A number of families - Artisan included - have text-free semi-annual reports. They strike me as a waste of paper. In RiverPark's case, the managers do uniformly solid quarterly letters though with the inevitable (given the tech, nearly inexplicable) lag.
David
One amusing bit from the semi-annual report, which is basically the 3-31-14 listing of holdings: RSIIX-RSIVX lists 5.2% in energy, among which is Checkers Drive-In Restaurants. What of the "burgers, fries, cola, wings, fish, hot dogs, the Big Chicken and more," I wonder, packs the most energy?
I wouldn't expect anything more than low-to-mid single digit returns from Merger Arb funds. May be worse lately from the standpoint of you have traditionally the idea of shorting the company buying and buying the company being bought. In this market, everything is going up. So, while you may get some minor gains from the company being bought, you're losing if the company doing the buying that you're short goes up anyways.

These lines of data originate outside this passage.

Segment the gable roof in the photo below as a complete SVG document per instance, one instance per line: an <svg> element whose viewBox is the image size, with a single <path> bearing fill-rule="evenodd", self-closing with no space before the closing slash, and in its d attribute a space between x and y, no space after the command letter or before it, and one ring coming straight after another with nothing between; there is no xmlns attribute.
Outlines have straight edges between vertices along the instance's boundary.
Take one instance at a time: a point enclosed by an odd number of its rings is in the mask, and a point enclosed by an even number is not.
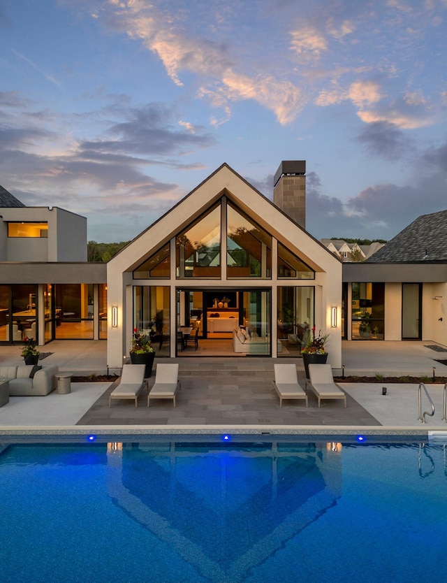
<svg viewBox="0 0 447 583"><path fill-rule="evenodd" d="M8 192L6 188L0 186L0 208L6 208L11 206L25 206L25 205Z"/></svg>
<svg viewBox="0 0 447 583"><path fill-rule="evenodd" d="M323 265L334 259L339 262L317 239L224 163L121 250L110 264L121 271L134 269L224 195L280 243L286 244L290 251L314 271L325 271ZM316 261L316 255L318 256Z"/></svg>
<svg viewBox="0 0 447 583"><path fill-rule="evenodd" d="M447 261L447 210L418 217L367 261Z"/></svg>

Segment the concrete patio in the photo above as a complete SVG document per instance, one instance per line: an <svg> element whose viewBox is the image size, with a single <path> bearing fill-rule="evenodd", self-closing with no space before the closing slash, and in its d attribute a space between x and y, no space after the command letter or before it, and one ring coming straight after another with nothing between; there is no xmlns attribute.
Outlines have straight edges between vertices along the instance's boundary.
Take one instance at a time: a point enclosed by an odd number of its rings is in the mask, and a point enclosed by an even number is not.
<svg viewBox="0 0 447 583"><path fill-rule="evenodd" d="M447 366L438 363L445 352L427 347L432 343L358 342L343 344L345 375L447 377ZM45 347L52 354L42 361L56 364L59 370L74 375L105 374L107 372L105 342L55 341ZM443 347L439 350L444 350ZM41 350L41 352L45 352ZM0 362L20 364L20 347L2 347ZM293 359L298 380L304 387L305 378L301 359ZM285 401L279 407L272 387L274 362L289 359L195 358L157 359L157 362L178 361L182 390L177 406L170 401L153 401L147 407L147 392L138 400L112 402L108 394L112 382L72 382L71 393L53 392L46 397L11 397L0 408L0 430L17 428L157 428L182 431L211 428L258 428L269 431L275 428L311 431L312 428L413 428L447 431L441 419L444 385L427 385L435 405L435 415L427 417L427 424L418 419L418 384L383 383L342 383L348 399L345 409L337 401L323 401L317 407L316 398L309 392L309 408L302 403ZM110 374L115 372L110 369ZM119 372L119 371L116 371ZM154 382L154 375L149 386ZM428 409L424 396L423 411Z"/></svg>

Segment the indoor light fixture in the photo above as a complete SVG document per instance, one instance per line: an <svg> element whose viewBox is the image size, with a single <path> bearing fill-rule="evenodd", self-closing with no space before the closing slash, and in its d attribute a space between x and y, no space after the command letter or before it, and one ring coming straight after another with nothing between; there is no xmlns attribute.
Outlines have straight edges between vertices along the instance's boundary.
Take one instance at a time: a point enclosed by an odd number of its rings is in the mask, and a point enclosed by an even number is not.
<svg viewBox="0 0 447 583"><path fill-rule="evenodd" d="M335 305L330 308L330 325L337 328L337 308Z"/></svg>
<svg viewBox="0 0 447 583"><path fill-rule="evenodd" d="M113 328L117 328L118 326L118 306L112 306L112 326Z"/></svg>

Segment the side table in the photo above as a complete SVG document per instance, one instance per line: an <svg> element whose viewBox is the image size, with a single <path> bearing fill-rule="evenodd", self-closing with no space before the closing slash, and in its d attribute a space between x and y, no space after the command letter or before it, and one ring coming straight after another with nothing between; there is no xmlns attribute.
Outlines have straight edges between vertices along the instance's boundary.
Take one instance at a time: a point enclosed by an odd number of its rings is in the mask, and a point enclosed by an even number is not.
<svg viewBox="0 0 447 583"><path fill-rule="evenodd" d="M0 407L9 403L9 381L0 379Z"/></svg>
<svg viewBox="0 0 447 583"><path fill-rule="evenodd" d="M66 395L71 392L71 373L64 373L56 375L57 379L57 389L59 395Z"/></svg>

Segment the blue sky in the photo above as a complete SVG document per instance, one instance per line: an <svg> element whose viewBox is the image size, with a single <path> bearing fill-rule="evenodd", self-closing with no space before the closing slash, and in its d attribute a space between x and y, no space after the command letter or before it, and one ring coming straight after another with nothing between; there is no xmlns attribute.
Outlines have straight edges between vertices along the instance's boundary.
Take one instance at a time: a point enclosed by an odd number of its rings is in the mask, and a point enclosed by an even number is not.
<svg viewBox="0 0 447 583"><path fill-rule="evenodd" d="M136 236L226 162L307 230L447 208L447 0L0 0L0 185Z"/></svg>

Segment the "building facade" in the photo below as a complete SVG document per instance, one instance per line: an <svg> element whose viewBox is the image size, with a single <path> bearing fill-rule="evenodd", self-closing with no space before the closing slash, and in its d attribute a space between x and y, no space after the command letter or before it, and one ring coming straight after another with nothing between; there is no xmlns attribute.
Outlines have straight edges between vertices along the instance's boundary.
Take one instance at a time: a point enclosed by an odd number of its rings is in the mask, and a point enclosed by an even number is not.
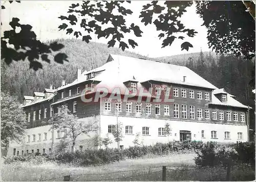
<svg viewBox="0 0 256 182"><path fill-rule="evenodd" d="M48 121L62 106L82 122L97 123L97 131L77 139L78 150L101 147L99 139L107 136L113 141L109 147L117 147L112 133L117 122L124 135L121 148L134 145L137 135L143 145L248 140L249 108L224 88L184 66L110 55L102 66L82 73L77 69L73 83L62 81L58 88L50 85L33 97L24 96L21 107L28 117L27 133L23 143L10 144L8 155L55 150L64 133L51 129ZM166 123L172 130L168 136Z"/></svg>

Again though, not going to be something that does more than a single or - in a really good year - a double.
They need to change the reporting requirements so they are more meaningful. If a stock mutual fund manager has 1 Million in his fund, but has $50 million in investment assets, that's not what I call "skin in the game." It's only 2% of his investments.......
I like what Longleaf Partners Funds does. They do not allow employees to have outside investments. So the fund managers have ALL their investment dollars in the funds.
It's what Warren Buffett does with Berkshire Hathaway. It's what Bruce Berkowitz does with the Fairholme Funds. It should be the standard. If the fund manager doesn't have a large percentage of his net worth in his fund.........well, then he shouldn't be running the fund.
Just my opinion
You be The Man, Andy, you be The Man. Here's a cookie for the RSIVX smile.
Under Consumer Discr, you will see Lee Enterprises, 9.5%, 3/15/22. Google this with Cohanzick Investment Management, and in this pile (you've have to do some sifting) you'll find an SEC doc, describing the creation of this debenture by private placement memorandum. It was solely created with some of our money, pooled with monies from 3 private equity firms (secured senior lien loan, no more and probably less worrisome than anything else in the portfolio). So, congratulations; if you were not already, we are now proud owners of private equity debt. Hey, "money good," right?